Joey’s seemingly oblivious to my reaction to Gage and leans in and gives me a kiss on my cheek. “Hey, sweetheart. How’s my favorite girl?”

“What are you doing here?” I look over to Kat who’s laughing with one of Joey’s friends, unaware of my surprise to all of them being here.

“Kat told me you guys were coming here and we decided to come and join you. Thank God I got here when I did. The dudes here were circling you two like sharks.” Joey pulls me closer when the next song starts to pick up pace and begins dancing to the music, unaware of the fact that I haven’t stopped looking at Gage.

When Gage turns away and walks to the bar with one of Joey’s friend’s, I can’t ignore the flutter of jealousy I get when a group of girls approach them and begin flirting shamelessly. One is laughing and leaning into Gage, drawing her hand down his chest, and the fluttering butterflies are now having a fierce battle inside me. I try to put my attention back on Joey and remember that it doesn’t matter what Gage does, but I just can’t seem to keep my eyes off of him. When the song ends and the music changes to something new again, I watch Gage approach us, and see a smile appear at the corner of his mouth like he knows the thoughts that have been going through my mind. I’m surprised when he taps Joey on the shoulder. “I’m going to have to cut in now.” He doesn’t ask Joey, he tells him, and for some reason that makes my insides burn with desire.

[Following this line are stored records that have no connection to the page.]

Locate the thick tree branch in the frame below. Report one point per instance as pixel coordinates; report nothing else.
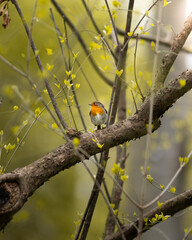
(17, 186)
(170, 207)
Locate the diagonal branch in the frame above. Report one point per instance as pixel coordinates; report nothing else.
(17, 186)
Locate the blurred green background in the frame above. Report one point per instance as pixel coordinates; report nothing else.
(54, 211)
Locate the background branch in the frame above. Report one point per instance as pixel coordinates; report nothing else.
(17, 186)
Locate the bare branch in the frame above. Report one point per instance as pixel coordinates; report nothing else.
(50, 92)
(170, 207)
(26, 180)
(81, 41)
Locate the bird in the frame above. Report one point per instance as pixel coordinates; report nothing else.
(98, 114)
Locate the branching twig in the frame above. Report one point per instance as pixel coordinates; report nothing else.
(81, 41)
(169, 207)
(34, 175)
(169, 59)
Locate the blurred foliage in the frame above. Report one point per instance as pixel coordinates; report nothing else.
(53, 212)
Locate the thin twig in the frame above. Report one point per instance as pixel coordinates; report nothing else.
(129, 38)
(134, 101)
(50, 92)
(135, 74)
(98, 30)
(32, 85)
(113, 24)
(148, 142)
(81, 41)
(169, 59)
(162, 41)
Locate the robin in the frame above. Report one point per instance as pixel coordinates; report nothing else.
(98, 114)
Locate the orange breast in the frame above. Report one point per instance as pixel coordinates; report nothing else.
(95, 110)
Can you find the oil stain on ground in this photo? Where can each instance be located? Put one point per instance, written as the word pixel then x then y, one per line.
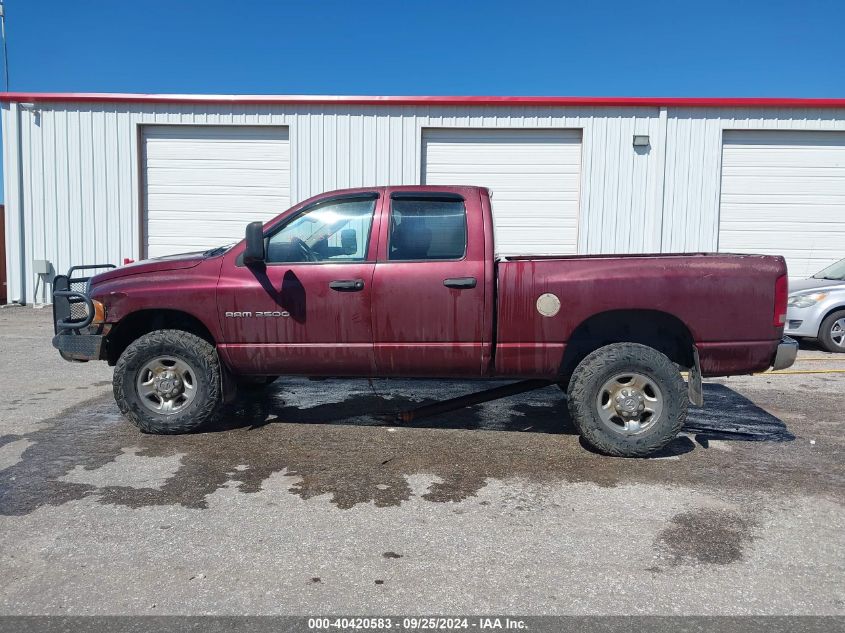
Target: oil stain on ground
pixel 704 536
pixel 347 451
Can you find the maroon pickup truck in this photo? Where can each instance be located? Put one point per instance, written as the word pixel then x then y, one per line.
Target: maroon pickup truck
pixel 406 282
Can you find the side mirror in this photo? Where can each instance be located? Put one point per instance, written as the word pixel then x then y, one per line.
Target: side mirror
pixel 254 251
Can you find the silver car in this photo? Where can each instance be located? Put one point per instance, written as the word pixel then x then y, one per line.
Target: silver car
pixel 816 308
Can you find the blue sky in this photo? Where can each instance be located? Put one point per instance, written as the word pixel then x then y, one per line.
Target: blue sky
pixel 632 48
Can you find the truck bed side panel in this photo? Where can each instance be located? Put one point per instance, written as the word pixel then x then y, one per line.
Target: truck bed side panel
pixel 726 302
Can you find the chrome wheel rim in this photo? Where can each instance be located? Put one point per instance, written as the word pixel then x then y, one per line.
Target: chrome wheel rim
pixel 629 403
pixel 837 332
pixel 166 385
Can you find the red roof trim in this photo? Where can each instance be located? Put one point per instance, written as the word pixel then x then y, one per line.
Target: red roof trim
pixel 712 102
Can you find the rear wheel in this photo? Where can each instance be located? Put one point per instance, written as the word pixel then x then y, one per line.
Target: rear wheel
pixel 627 400
pixel 832 332
pixel 168 381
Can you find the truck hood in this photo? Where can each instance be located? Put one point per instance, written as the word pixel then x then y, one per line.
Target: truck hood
pixel 156 264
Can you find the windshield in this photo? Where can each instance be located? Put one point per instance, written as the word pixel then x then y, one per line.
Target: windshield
pixel 835 271
pixel 217 250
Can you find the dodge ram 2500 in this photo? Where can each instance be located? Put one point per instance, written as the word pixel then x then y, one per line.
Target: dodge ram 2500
pixel 406 282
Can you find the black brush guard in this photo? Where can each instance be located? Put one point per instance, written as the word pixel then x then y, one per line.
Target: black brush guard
pixel 72 307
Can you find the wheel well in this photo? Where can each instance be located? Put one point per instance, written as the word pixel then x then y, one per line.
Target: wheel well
pixel 831 311
pixel 660 330
pixel 135 325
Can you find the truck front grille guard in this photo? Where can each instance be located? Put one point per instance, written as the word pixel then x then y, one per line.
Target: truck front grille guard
pixel 73 309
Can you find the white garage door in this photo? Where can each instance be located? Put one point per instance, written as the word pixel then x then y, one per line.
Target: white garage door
pixel 534 176
pixel 204 184
pixel 783 193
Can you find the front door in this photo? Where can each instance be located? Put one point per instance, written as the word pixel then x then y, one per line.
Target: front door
pixel 428 287
pixel 307 310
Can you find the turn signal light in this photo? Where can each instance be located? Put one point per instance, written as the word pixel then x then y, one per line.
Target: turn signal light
pixel 99 313
pixel 781 295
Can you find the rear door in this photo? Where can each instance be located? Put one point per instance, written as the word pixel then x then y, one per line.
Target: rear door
pixel 307 310
pixel 428 285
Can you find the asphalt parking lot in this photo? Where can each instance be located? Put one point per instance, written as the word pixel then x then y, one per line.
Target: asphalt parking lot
pixel 304 500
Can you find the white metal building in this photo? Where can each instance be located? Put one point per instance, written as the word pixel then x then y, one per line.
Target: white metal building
pixel 93 178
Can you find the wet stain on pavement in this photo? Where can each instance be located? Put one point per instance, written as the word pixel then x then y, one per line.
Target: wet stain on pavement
pixel 346 451
pixel 705 536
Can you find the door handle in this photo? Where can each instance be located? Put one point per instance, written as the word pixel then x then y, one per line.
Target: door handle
pixel 460 282
pixel 347 285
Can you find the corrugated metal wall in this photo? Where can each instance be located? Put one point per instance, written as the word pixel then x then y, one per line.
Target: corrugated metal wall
pixel 72 170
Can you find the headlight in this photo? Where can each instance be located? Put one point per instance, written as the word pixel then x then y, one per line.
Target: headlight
pixel 806 300
pixel 99 313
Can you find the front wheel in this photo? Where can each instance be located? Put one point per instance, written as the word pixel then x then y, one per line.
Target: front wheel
pixel 168 382
pixel 627 400
pixel 832 332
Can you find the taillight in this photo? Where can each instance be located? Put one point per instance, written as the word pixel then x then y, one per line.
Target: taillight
pixel 781 293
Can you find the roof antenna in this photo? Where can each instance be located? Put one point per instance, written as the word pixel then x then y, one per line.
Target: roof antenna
pixel 5 51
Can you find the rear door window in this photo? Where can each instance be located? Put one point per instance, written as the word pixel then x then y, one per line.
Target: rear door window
pixel 427 228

He places his hand on the small of my back sweeping the bare skin that’s peeking out and all I can do is pray he doesn’t notice the way my knees almost buckle. “A Sky Full of Stars” by Coldplay begins playing and he takes my hand in his, pulling it to his chest, causing me to sling my arm around his waist in response. As the beat picks up, he moves his body in perfect rhythm to the song making me wonder if everything he does feels as good as his body against mine does. He looks down at me singing along with a giant smile and I smile back in return. This is the most at ease we’ve ever been together, and I like it. I don’t know if I’ve ever seen him give a full dimpled smile like he is at me right now, and it’s doing things to me that I can’t explain.